Ignoring the law of diminishing returns, Willis mails in his star-making role of grizzled New York cop John McClane, who finds himself in more trouble. Or, more trouble finds him. What sets the plot in motion is John's estranged son, Jack (Jai Courtney), a CIA operative, being based in Moscow and arrested for murder, so John must "vacation" to Russia's capital. At the start, his daughter Lucy (Mary Elizabeth Winstead), who was kidnapped one movie ago, tells him to behave, but little does she know that Daddy already has four movies under his belt.

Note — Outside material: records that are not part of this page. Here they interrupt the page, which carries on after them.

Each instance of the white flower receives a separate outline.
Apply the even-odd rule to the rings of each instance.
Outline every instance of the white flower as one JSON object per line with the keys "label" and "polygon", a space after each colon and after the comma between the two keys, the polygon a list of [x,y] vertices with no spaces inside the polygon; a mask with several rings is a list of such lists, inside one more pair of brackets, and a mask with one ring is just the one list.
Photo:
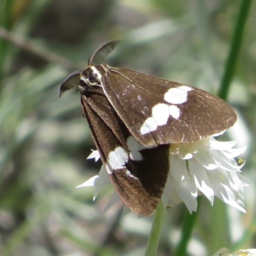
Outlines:
{"label": "white flower", "polygon": [[[240,174],[244,164],[239,166],[234,159],[246,147],[232,148],[236,141],[218,141],[209,137],[188,143],[172,144],[170,150],[170,168],[162,196],[164,205],[183,202],[190,212],[196,211],[196,197],[204,194],[213,204],[214,196],[245,212],[243,204],[244,187],[248,183]],[[99,159],[93,151],[88,158]],[[108,183],[102,166],[94,176],[77,188],[94,186],[95,199],[100,188]],[[114,198],[114,199],[113,199]],[[116,195],[108,205],[118,200]]]}
{"label": "white flower", "polygon": [[212,256],[256,256],[256,249],[239,250],[230,253],[228,249],[223,248]]}

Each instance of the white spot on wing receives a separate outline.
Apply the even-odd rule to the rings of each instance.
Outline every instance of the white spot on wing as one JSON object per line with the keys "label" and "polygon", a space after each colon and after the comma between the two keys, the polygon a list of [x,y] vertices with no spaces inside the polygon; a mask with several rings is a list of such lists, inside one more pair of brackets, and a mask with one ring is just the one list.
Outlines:
{"label": "white spot on wing", "polygon": [[191,87],[186,85],[170,88],[164,94],[164,100],[175,104],[186,102],[188,98],[188,92],[191,90]]}
{"label": "white spot on wing", "polygon": [[165,104],[156,105],[152,109],[152,116],[157,126],[166,124],[169,117],[168,106]]}
{"label": "white spot on wing", "polygon": [[128,154],[122,147],[116,147],[108,155],[108,163],[113,170],[122,169],[127,162]]}
{"label": "white spot on wing", "polygon": [[177,119],[180,117],[180,109],[177,106],[169,106],[169,113],[173,118]]}
{"label": "white spot on wing", "polygon": [[146,148],[144,146],[139,144],[134,137],[130,136],[127,139],[128,148],[130,150],[130,157],[134,161],[142,160],[142,156],[140,151]]}
{"label": "white spot on wing", "polygon": [[132,175],[132,173],[131,173],[131,172],[130,172],[129,170],[128,170],[125,172],[125,174],[126,174],[127,176],[131,177],[131,178],[134,179],[136,179],[136,180],[138,180],[138,179],[139,179],[138,178],[137,178],[136,177],[135,177],[134,175]]}
{"label": "white spot on wing", "polygon": [[140,133],[141,134],[145,134],[156,130],[157,125],[156,124],[153,117],[149,117],[144,122],[143,124],[140,128]]}
{"label": "white spot on wing", "polygon": [[168,106],[159,103],[152,109],[152,116],[149,117],[144,122],[140,129],[141,134],[152,132],[157,129],[157,126],[167,124],[169,117]]}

Before John even reaches the courthouse for Jack's trial, chaos ensues and the son has broken out, with political prisoner Yuri Komarov (Sebastian Koch) in tow. Livid over his father's sudden appearance during his "undercover" mission, McClane Jr. seeks a "file" (isn't it always a "file"?) and must take Yuri to safety. Naturally, this can't happen before father and son join forces to take down some Uranium-seeking bad guys and destroy the streets.
More man-made havoc climaxes in the radioactive Chernobyl (for reasons not worth explaining), and don't even ask how John and Jack get there in what seems to be only a couple of hours. In what is perhaps a homage to the slow-motion demise of Alan Rickman's Hans Gruber, there is the satisfying use of a helicopter blade for the evil brains behind the evil operation. Otherwise, any "Die Hard" fan is better off re-watching the original or any of the superior sequels. While the long-running Bond series got better with age, the exciting adventures of John McClane have officially tapered off with this junky, dumbed-down dud. Its grave marker is all ready for burial.